35 There was no suggestion that this appellant had any difficulty, after five months, in operating this equipment. There was no suggestion that this appellant was the type of person who was careless about his own safety or had reached a level where he was complacent about his own safety. This was not a case of the kind where the male respondent should have appreciated that the appellant would be guilty of inadvertence or negligence in regard to his own safety: McLean v Tedman (1984) 155 CLR 306 per Mason, Wilson, Brennan and Dawson JJ at 311-312.
36 If the appellant's argument was correct then it would mean that the respondent would have had to warn, or perhaps even demonstrate to the appellant on every occasion that the appellant used the safety harness, the manner in which the safety harness ought to be operated for the appellant's own protection.
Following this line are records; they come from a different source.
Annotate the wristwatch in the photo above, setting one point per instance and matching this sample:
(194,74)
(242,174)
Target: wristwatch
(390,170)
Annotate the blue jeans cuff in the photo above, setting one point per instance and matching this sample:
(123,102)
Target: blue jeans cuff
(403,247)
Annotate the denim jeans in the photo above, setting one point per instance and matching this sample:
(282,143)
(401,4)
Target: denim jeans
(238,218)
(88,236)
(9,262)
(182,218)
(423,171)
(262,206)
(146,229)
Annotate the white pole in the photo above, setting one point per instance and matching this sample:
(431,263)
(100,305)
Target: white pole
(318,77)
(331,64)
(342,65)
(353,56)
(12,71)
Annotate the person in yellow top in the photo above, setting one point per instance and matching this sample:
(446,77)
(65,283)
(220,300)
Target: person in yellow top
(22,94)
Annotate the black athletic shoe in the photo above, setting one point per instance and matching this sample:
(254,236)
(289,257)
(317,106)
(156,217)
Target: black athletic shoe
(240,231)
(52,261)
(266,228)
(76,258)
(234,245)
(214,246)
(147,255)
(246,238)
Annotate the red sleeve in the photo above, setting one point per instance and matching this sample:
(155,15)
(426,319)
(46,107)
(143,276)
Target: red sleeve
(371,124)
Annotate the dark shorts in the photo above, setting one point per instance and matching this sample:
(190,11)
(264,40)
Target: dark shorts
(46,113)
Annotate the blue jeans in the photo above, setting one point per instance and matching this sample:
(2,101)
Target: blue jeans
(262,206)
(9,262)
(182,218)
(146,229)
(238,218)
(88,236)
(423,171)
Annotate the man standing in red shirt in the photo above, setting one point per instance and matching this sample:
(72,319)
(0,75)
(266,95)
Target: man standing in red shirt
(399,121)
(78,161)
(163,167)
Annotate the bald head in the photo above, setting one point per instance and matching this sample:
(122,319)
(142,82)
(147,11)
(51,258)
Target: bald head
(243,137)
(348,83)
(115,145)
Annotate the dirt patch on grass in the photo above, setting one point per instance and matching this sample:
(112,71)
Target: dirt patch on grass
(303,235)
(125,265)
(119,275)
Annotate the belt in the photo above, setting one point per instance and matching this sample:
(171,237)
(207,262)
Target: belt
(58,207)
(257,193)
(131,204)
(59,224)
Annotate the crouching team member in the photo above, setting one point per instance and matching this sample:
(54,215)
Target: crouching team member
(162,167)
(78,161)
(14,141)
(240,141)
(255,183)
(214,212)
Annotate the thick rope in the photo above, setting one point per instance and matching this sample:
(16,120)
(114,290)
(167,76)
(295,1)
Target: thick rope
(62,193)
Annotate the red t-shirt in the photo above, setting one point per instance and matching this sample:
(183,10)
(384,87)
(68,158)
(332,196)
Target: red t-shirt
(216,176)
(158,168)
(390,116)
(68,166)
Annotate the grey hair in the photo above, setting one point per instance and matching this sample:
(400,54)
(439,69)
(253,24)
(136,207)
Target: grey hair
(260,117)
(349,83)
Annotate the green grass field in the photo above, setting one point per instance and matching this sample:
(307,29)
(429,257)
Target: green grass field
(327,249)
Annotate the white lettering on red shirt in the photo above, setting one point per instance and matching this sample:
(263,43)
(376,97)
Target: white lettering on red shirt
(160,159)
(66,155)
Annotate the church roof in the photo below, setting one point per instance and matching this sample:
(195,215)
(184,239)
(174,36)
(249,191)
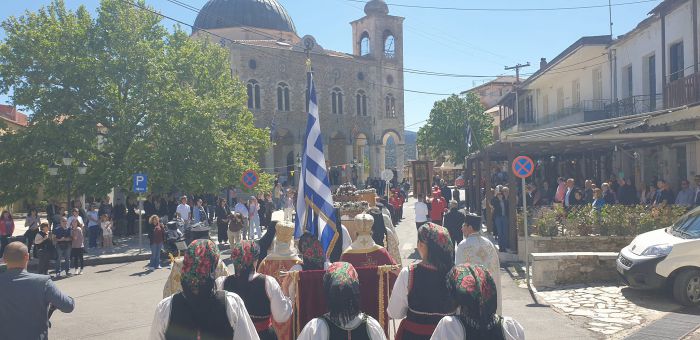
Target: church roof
(265,14)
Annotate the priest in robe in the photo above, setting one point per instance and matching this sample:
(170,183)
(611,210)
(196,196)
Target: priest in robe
(281,259)
(391,242)
(476,249)
(363,252)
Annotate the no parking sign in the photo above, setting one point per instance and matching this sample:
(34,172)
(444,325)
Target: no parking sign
(250,178)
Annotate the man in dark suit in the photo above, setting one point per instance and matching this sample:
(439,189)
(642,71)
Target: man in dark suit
(27,298)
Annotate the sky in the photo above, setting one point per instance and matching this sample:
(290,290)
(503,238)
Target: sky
(454,41)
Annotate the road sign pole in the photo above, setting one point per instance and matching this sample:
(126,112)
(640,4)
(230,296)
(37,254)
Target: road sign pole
(527,254)
(140,224)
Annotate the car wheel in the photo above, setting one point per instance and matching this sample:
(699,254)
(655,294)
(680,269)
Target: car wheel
(686,287)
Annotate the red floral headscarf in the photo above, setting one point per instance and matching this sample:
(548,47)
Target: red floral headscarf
(243,256)
(311,251)
(199,263)
(474,291)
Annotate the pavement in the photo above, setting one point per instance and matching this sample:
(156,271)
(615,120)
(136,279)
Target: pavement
(117,300)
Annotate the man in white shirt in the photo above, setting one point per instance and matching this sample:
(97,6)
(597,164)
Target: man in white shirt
(243,210)
(184,210)
(476,249)
(421,211)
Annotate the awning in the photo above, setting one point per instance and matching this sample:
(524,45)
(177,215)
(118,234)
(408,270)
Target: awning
(687,113)
(546,146)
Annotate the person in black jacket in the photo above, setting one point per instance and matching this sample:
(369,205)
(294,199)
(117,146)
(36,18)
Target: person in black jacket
(222,212)
(454,219)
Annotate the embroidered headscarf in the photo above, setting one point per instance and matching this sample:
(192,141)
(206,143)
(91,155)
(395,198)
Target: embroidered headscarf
(244,255)
(473,289)
(441,251)
(342,287)
(311,252)
(199,265)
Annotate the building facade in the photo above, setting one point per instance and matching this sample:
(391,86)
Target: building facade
(360,94)
(625,107)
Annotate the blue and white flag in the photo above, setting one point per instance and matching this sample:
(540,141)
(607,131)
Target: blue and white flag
(315,212)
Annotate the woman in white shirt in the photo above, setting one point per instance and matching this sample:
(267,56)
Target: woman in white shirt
(421,211)
(261,294)
(474,291)
(200,311)
(344,319)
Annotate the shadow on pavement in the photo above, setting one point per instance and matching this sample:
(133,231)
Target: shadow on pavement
(659,300)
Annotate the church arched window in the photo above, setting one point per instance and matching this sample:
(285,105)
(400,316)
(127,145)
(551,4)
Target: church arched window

That kind of warning or instruction was not reasonably required.
37 In any event, the appellant's injuries were not caused by a failure to use the safety harness as instructed but the fall was due to the safety harness failing in circumstances which were unforeseeable.
38 In my opinion, the duty of care was not as wide as that contended for by the appellant, and even if it was, in my opinion, the appellant has not established, on the evidence, that the failure to comply with that wider duty of care was a reason for his fall.
39 As I have said in these brief reasons the appellant is entitled to the utmost sympathy for the tragic consequences of this fall but regrettably, so far as the law is concerned, those consequences are the result of "an accident".
40 In my opinion the appeal should be dismissed.